The vote is connected to what Chileans refer to as the “social outburst,” a string of demonstrations that happened in October 2019 in response to an increase in the cost of public transportation. The riots, which continued until March 2020 and were accompanied by military violence, bus fires, and numerous fatalities, helped left-wing leader Gabriel Boric defeat the right-wing incumbent government in the presidential election of December 2021.
Due to this unpredictability, demand for American dollar bank accounts increased by 200 percent at local banks between April 2021 and April 2022. However, opening a foreign exchange account is not a simple process in Chile
Due to a “lack of regulation” and “uncontrollable dangers of money laundering,” traditional banks like Banco del Estado de Chile, Bank Ita, and Scotiabank, among others, started closing the bank accounts of the exchanges in 2018, as other cryptocurrency exchanges were trying to open up shop in Chile. The choice endangered bitcoin platforms’ financial stability and hindered their business in the country.
The nation’s Competition Court was immediately notified by the cryptocurrency exchanges Buda, CryptoMKT, and OrionX, which then filed lawsuits against 10 of the largest financial institutions in the nation for “abuse of dominant position.” Banks were required to reinstate the exchanges’ bank accounts by the Competition Court one month later.

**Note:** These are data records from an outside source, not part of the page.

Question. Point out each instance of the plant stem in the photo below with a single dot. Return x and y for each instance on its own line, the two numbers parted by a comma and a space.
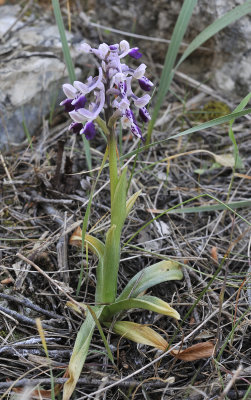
113, 169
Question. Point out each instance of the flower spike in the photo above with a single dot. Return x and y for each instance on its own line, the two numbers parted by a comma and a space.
110, 88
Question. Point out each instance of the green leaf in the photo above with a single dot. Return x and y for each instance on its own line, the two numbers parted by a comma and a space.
243, 103
69, 65
197, 128
150, 303
80, 352
130, 202
107, 277
101, 334
140, 334
108, 271
66, 51
160, 272
167, 73
179, 30
118, 211
215, 27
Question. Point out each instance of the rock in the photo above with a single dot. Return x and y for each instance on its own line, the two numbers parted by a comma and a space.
227, 63
32, 67
32, 72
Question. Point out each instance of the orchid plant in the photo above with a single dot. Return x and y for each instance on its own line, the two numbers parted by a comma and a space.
105, 100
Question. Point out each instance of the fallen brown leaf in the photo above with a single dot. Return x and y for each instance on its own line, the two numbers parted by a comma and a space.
195, 352
76, 237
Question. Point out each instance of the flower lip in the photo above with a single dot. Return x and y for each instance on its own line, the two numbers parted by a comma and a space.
89, 130
134, 53
68, 106
75, 127
142, 101
79, 102
145, 84
69, 90
144, 114
114, 47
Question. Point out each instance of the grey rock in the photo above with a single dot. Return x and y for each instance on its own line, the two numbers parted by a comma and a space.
227, 63
32, 73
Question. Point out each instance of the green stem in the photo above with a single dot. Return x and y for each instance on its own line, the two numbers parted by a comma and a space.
112, 146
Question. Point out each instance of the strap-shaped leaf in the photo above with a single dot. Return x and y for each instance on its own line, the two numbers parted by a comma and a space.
150, 303
80, 352
130, 202
118, 211
140, 334
160, 272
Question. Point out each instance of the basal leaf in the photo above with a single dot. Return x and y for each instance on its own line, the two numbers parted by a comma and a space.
150, 303
140, 334
160, 272
130, 202
80, 352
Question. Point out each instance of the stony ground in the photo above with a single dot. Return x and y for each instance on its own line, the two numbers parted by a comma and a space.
45, 187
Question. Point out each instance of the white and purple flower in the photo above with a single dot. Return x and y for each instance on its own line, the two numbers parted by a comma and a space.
110, 89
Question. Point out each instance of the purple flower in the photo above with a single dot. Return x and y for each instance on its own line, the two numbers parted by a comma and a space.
88, 130
134, 53
67, 105
145, 84
79, 102
111, 89
75, 127
144, 114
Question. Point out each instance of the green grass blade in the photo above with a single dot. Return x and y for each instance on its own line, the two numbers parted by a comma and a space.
215, 27
204, 125
213, 207
169, 210
240, 107
69, 65
66, 51
167, 74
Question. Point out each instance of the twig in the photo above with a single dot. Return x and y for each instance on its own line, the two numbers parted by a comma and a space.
27, 303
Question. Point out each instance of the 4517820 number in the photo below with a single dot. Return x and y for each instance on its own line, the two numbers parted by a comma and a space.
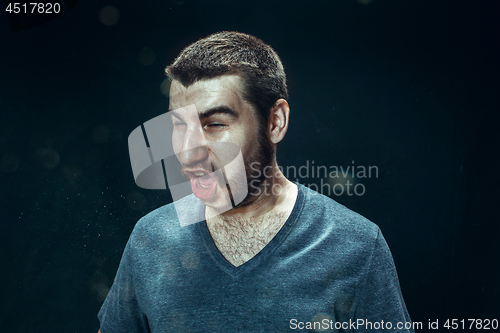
479, 324
33, 8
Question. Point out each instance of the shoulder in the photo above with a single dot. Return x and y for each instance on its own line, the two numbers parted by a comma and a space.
162, 227
333, 219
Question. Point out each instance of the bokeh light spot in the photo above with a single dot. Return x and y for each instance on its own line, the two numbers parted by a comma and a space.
109, 15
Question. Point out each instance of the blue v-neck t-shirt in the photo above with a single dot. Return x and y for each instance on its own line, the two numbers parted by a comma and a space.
328, 269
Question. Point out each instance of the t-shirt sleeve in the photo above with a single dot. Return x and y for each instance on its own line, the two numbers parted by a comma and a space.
380, 299
121, 311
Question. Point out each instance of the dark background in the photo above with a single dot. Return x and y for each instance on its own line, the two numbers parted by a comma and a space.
410, 86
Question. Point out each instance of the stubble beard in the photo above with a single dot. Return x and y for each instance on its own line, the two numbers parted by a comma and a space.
256, 162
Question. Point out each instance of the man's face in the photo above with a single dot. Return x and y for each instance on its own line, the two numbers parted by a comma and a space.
202, 135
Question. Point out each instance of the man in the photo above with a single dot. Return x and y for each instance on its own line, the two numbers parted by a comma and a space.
284, 258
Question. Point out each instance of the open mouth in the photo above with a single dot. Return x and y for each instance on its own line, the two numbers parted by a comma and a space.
203, 184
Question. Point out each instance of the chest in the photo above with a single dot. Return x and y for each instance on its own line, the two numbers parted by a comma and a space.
240, 240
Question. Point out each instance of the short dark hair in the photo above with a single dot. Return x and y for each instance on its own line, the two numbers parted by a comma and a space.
230, 52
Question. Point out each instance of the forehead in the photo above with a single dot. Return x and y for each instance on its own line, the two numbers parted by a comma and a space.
225, 90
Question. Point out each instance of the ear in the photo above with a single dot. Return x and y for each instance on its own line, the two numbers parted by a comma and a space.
278, 120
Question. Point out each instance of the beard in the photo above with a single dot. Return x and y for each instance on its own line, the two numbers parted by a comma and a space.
262, 156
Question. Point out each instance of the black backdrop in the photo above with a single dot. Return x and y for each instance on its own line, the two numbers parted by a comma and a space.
409, 86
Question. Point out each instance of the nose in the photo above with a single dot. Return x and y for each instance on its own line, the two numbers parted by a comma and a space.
193, 146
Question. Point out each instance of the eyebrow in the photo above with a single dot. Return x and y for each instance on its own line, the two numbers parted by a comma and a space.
210, 112
218, 110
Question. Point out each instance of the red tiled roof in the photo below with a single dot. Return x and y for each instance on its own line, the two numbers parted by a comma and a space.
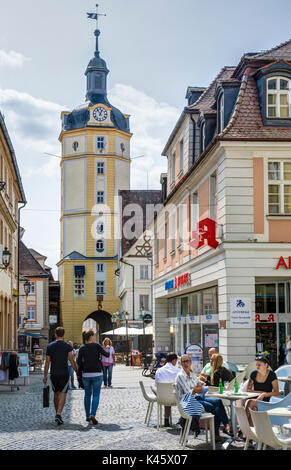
246, 121
282, 51
206, 101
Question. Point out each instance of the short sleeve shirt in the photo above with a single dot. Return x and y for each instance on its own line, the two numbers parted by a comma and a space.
264, 386
58, 352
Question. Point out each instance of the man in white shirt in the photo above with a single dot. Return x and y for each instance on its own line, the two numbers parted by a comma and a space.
168, 374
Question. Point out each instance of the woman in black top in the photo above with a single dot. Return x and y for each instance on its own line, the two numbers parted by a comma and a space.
90, 373
218, 371
265, 382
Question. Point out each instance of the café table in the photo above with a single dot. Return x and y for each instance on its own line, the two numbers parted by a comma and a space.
232, 397
287, 381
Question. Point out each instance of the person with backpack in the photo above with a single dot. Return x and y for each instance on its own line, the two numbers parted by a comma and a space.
90, 373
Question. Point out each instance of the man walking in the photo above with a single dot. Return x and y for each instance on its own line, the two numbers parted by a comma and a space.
168, 374
57, 355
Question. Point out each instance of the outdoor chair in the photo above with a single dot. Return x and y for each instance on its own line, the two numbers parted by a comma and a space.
207, 418
276, 402
266, 434
248, 431
165, 397
151, 399
283, 371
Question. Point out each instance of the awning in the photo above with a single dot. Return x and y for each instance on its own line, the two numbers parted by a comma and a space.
34, 335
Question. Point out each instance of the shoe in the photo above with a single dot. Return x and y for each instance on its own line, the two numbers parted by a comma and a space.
94, 420
59, 420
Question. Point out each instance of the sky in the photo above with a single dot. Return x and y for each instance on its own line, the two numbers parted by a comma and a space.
154, 50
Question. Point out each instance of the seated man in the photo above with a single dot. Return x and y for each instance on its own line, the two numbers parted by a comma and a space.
168, 374
187, 381
207, 369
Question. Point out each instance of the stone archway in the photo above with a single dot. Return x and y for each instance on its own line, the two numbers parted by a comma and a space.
103, 319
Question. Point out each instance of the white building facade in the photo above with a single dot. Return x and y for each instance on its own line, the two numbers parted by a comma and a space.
222, 251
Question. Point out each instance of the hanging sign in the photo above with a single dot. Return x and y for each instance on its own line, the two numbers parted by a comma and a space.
196, 353
206, 232
240, 312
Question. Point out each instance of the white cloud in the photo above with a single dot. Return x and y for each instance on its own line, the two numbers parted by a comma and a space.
12, 59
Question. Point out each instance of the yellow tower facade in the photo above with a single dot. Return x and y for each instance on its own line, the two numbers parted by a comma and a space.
95, 165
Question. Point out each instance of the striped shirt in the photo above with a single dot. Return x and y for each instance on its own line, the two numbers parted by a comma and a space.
184, 382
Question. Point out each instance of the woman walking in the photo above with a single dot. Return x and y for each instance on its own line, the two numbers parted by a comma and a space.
108, 363
90, 371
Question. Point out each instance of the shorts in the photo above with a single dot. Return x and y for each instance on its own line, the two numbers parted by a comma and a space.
60, 383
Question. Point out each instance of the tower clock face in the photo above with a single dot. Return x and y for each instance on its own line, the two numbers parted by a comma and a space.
100, 114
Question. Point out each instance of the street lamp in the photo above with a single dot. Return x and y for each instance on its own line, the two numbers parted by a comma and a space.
125, 317
6, 256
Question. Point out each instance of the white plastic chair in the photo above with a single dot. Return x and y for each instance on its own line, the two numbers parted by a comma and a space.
266, 433
151, 399
248, 431
165, 397
208, 418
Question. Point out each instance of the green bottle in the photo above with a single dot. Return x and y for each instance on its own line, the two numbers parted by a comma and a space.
220, 386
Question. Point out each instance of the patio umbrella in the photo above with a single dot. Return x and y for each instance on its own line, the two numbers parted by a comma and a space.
122, 331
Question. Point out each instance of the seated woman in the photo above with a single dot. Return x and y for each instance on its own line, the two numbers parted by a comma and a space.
265, 382
187, 382
218, 371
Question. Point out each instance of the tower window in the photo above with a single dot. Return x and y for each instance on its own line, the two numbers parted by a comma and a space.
100, 287
100, 197
100, 268
100, 246
100, 143
100, 168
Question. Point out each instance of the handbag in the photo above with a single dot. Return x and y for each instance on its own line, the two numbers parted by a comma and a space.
46, 397
190, 405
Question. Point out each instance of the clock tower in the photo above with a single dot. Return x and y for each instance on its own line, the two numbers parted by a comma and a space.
95, 139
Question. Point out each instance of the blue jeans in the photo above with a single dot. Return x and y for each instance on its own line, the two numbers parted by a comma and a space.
107, 374
71, 374
92, 386
214, 406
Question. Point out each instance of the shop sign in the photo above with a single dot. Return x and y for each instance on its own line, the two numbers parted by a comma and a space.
206, 232
178, 281
196, 353
240, 312
265, 317
282, 263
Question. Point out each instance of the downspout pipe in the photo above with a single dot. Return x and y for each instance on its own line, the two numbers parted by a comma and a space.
132, 266
18, 262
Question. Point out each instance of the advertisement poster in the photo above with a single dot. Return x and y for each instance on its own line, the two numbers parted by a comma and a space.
240, 312
196, 353
23, 368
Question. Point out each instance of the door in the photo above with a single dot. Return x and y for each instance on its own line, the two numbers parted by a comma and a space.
209, 339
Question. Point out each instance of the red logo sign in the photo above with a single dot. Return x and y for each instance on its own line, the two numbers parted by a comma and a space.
283, 263
206, 232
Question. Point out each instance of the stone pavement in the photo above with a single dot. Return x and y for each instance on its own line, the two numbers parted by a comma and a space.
26, 425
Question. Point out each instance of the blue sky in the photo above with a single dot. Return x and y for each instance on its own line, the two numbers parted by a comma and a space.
154, 50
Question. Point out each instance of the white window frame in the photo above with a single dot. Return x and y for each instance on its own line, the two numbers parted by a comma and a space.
281, 183
278, 92
29, 308
144, 272
100, 166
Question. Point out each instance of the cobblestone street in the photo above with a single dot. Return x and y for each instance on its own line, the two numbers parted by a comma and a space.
26, 425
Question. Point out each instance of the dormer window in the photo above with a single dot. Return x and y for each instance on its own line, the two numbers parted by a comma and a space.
221, 113
279, 98
202, 137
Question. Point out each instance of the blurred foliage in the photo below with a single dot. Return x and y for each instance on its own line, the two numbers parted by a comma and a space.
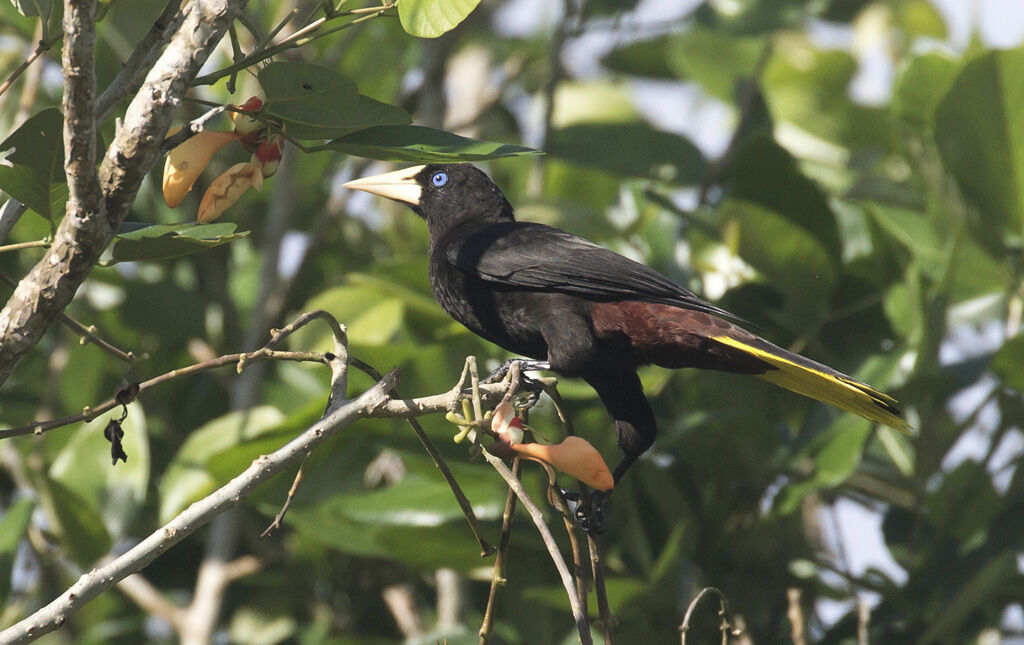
883, 239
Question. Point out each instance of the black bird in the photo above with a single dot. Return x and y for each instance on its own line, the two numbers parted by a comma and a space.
585, 311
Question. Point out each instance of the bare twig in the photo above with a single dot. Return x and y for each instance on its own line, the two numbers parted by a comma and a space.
148, 47
796, 615
195, 127
723, 612
448, 399
301, 37
604, 611
451, 599
80, 240
88, 334
36, 244
228, 359
275, 524
228, 496
9, 214
41, 48
401, 603
563, 571
863, 620
498, 572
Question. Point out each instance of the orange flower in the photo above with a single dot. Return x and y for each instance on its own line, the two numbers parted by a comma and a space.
505, 422
185, 163
226, 189
574, 457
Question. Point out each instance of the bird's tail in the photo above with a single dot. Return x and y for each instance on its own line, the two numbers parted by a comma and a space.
806, 377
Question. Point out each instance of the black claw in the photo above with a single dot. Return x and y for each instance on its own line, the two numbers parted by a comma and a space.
590, 517
503, 369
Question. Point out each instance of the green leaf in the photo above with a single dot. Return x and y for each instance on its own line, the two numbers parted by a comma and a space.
835, 454
766, 173
416, 521
115, 491
715, 59
161, 242
920, 17
1008, 363
965, 503
12, 526
644, 57
421, 145
792, 259
82, 530
37, 161
633, 149
430, 18
187, 477
808, 87
980, 591
316, 102
979, 128
920, 86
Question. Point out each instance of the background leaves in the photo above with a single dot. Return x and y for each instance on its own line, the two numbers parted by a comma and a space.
730, 147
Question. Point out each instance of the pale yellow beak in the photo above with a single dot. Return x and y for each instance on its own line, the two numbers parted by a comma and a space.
399, 185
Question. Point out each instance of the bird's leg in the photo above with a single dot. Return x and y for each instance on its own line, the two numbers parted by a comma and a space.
526, 364
589, 512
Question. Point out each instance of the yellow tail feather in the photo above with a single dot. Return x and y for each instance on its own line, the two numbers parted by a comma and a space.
824, 385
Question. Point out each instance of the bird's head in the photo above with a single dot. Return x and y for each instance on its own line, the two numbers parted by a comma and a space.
444, 195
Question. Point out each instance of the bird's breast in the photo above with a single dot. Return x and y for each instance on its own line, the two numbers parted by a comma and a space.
496, 314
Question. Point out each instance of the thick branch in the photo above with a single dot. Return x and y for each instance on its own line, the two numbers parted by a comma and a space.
80, 241
141, 58
91, 585
84, 201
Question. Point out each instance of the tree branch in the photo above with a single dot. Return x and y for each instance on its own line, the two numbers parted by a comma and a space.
230, 495
80, 241
141, 58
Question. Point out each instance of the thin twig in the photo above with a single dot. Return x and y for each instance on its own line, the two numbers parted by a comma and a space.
563, 571
498, 578
263, 468
141, 59
10, 212
796, 615
151, 600
41, 48
91, 413
723, 611
87, 334
195, 127
275, 524
467, 509
36, 244
604, 611
863, 619
293, 41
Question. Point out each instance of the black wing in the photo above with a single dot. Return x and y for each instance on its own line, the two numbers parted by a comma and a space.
538, 257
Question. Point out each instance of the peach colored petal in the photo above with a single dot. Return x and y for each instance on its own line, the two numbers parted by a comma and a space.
246, 124
185, 163
574, 457
268, 154
505, 422
226, 189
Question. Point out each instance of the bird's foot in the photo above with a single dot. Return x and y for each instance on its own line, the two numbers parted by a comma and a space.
525, 364
590, 516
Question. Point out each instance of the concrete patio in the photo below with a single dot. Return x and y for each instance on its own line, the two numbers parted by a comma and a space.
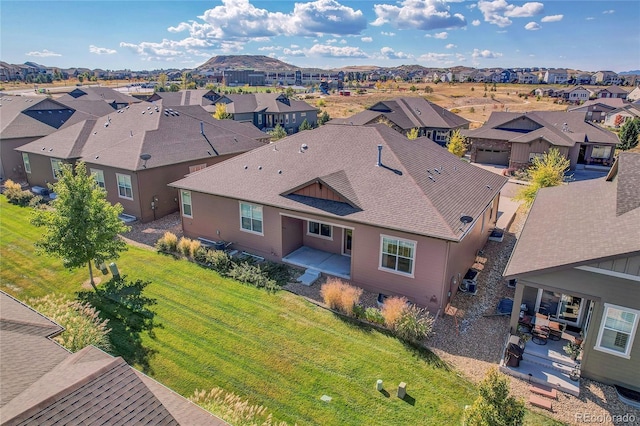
328, 263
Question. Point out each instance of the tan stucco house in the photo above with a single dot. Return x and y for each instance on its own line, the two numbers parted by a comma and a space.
391, 215
577, 262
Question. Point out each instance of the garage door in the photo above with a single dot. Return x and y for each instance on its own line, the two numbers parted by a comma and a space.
492, 156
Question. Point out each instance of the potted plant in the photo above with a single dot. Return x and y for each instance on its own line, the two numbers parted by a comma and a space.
573, 349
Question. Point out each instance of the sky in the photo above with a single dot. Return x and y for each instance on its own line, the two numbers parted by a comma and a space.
160, 34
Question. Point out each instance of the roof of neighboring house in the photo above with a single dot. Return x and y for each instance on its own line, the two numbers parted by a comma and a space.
558, 128
169, 135
408, 113
264, 102
43, 383
553, 237
22, 117
344, 158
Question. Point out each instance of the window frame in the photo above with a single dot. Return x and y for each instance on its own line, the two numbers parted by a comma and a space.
26, 162
634, 329
319, 234
118, 175
183, 192
398, 241
251, 207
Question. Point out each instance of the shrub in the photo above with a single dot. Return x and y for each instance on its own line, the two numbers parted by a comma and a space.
340, 296
414, 324
392, 311
184, 246
374, 315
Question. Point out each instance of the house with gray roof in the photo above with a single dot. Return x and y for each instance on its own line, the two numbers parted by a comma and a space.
515, 139
44, 384
136, 151
577, 263
364, 203
266, 110
405, 114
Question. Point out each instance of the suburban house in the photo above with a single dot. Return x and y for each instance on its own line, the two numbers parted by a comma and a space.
135, 152
405, 114
617, 117
585, 280
612, 92
359, 202
597, 109
44, 384
515, 139
25, 119
266, 110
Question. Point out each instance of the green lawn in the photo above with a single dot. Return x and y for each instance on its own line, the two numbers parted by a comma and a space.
275, 349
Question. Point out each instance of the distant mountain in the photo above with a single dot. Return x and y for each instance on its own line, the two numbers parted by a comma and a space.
260, 62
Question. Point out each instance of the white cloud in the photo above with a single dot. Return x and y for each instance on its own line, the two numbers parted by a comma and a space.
389, 53
418, 14
44, 53
498, 12
552, 18
101, 50
442, 36
486, 54
532, 26
337, 51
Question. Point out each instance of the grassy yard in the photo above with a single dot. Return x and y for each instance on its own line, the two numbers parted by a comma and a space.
275, 349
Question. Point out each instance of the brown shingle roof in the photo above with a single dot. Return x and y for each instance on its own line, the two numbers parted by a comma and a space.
553, 236
350, 154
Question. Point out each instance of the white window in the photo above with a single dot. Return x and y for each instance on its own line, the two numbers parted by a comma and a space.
251, 218
601, 152
56, 166
25, 160
319, 229
98, 175
617, 330
186, 203
125, 189
397, 255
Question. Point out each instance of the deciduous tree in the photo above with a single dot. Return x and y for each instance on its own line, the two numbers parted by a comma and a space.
82, 227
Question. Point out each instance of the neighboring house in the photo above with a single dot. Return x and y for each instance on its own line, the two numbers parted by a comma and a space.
266, 110
626, 112
44, 384
515, 139
389, 214
612, 92
137, 151
405, 114
578, 262
597, 109
25, 119
556, 76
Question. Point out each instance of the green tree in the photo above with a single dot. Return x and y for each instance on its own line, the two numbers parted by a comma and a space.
83, 226
324, 117
277, 133
546, 171
629, 134
494, 406
305, 125
221, 112
457, 144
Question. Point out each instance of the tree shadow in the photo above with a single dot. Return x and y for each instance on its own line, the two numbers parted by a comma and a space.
129, 315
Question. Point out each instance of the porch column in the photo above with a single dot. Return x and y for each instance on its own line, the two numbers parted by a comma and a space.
515, 312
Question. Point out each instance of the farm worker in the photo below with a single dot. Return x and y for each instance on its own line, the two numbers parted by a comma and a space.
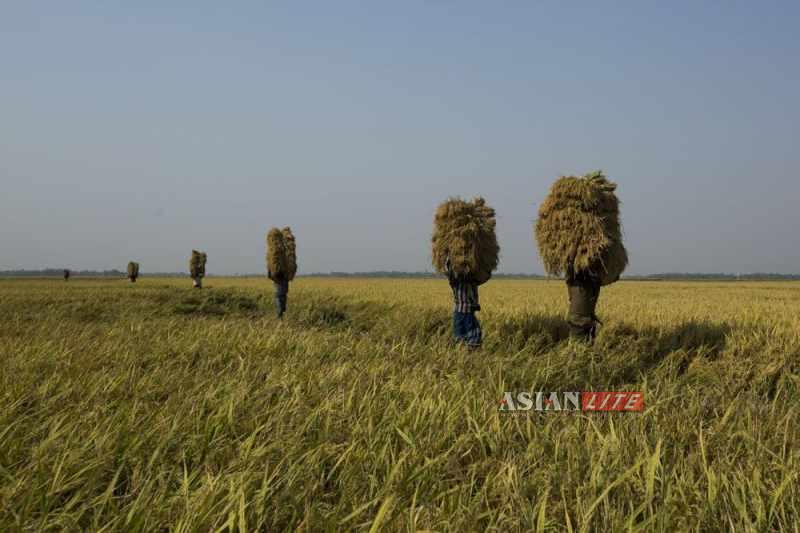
281, 291
466, 327
583, 289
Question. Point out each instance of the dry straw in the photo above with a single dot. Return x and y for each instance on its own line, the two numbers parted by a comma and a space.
197, 264
579, 229
464, 232
276, 253
133, 270
291, 252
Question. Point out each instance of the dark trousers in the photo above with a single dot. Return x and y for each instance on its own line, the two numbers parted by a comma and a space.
583, 295
467, 329
280, 303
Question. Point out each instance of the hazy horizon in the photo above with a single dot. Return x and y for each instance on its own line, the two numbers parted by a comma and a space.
139, 132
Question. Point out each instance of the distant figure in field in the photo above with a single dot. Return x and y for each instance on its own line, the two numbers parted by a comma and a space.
466, 327
281, 264
579, 234
281, 285
197, 268
464, 247
584, 290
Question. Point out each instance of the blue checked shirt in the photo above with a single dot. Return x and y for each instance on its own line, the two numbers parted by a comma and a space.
465, 294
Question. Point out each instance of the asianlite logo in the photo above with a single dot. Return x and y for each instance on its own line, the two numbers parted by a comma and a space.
572, 401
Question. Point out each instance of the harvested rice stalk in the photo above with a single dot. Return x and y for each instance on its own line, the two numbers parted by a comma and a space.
465, 232
276, 253
578, 229
291, 253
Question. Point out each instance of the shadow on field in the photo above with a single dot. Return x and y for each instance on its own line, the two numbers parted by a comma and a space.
219, 302
538, 329
678, 346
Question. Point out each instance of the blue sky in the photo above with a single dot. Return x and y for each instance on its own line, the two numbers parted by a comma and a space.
139, 131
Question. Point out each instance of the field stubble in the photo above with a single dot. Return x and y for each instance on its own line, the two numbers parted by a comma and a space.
152, 406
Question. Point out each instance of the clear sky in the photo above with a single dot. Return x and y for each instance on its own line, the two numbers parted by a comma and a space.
131, 130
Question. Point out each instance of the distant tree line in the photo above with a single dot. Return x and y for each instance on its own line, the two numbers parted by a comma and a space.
114, 273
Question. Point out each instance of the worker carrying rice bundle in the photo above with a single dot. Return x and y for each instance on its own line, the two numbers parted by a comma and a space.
579, 235
133, 271
281, 264
197, 268
465, 248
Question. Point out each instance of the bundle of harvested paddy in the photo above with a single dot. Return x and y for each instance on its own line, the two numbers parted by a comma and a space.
133, 270
464, 232
197, 264
291, 253
276, 254
579, 229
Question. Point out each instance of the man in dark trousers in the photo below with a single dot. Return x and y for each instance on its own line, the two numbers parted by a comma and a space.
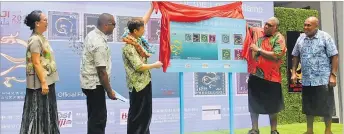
319, 65
264, 84
95, 72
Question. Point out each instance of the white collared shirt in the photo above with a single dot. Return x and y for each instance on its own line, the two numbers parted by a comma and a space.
96, 52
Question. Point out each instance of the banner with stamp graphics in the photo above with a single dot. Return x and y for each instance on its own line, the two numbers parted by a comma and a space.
207, 46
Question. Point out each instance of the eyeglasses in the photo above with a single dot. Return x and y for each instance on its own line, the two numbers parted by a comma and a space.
114, 24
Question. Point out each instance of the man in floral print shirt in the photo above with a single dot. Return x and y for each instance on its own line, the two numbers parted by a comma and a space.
138, 76
318, 54
95, 71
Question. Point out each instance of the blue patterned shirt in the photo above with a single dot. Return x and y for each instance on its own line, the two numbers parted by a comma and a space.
315, 56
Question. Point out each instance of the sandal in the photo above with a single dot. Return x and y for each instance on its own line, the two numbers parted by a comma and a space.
252, 131
274, 132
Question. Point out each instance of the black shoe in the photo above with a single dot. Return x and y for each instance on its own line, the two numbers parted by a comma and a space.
252, 131
274, 132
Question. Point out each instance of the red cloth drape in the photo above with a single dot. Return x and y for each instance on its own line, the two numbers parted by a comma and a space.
184, 13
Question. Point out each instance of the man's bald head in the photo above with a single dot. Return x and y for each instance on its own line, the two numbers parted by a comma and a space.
313, 20
106, 23
104, 19
311, 26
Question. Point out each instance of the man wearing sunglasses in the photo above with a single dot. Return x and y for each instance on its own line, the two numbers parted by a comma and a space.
95, 71
264, 84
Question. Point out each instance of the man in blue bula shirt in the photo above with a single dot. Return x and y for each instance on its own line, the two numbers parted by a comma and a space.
319, 64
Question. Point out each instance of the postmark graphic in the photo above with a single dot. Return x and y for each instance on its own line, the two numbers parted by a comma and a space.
121, 25
63, 25
254, 23
212, 38
90, 21
225, 39
196, 37
204, 38
238, 39
188, 37
237, 54
209, 84
226, 54
15, 63
154, 30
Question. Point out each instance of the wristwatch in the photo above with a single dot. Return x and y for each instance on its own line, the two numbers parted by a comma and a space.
259, 49
334, 74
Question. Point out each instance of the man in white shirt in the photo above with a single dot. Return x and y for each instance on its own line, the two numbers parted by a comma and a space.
95, 71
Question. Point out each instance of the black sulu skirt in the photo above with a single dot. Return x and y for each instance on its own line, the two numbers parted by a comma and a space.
40, 114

Exchanges are looking for rules that will give them legal safeguards, and that they anticipate Congress to pass a Fintech Law, which has been up for discussion for three years, in its upcoming session. Furthermore, the Chilean government has assembled a team to draft a white paper for the creation of a central bank digital currency (CBDC) in the first quarter of 2022. The central bank later said that “there is not yet enough information to make a final decision regarding the issuance of a CBDC.”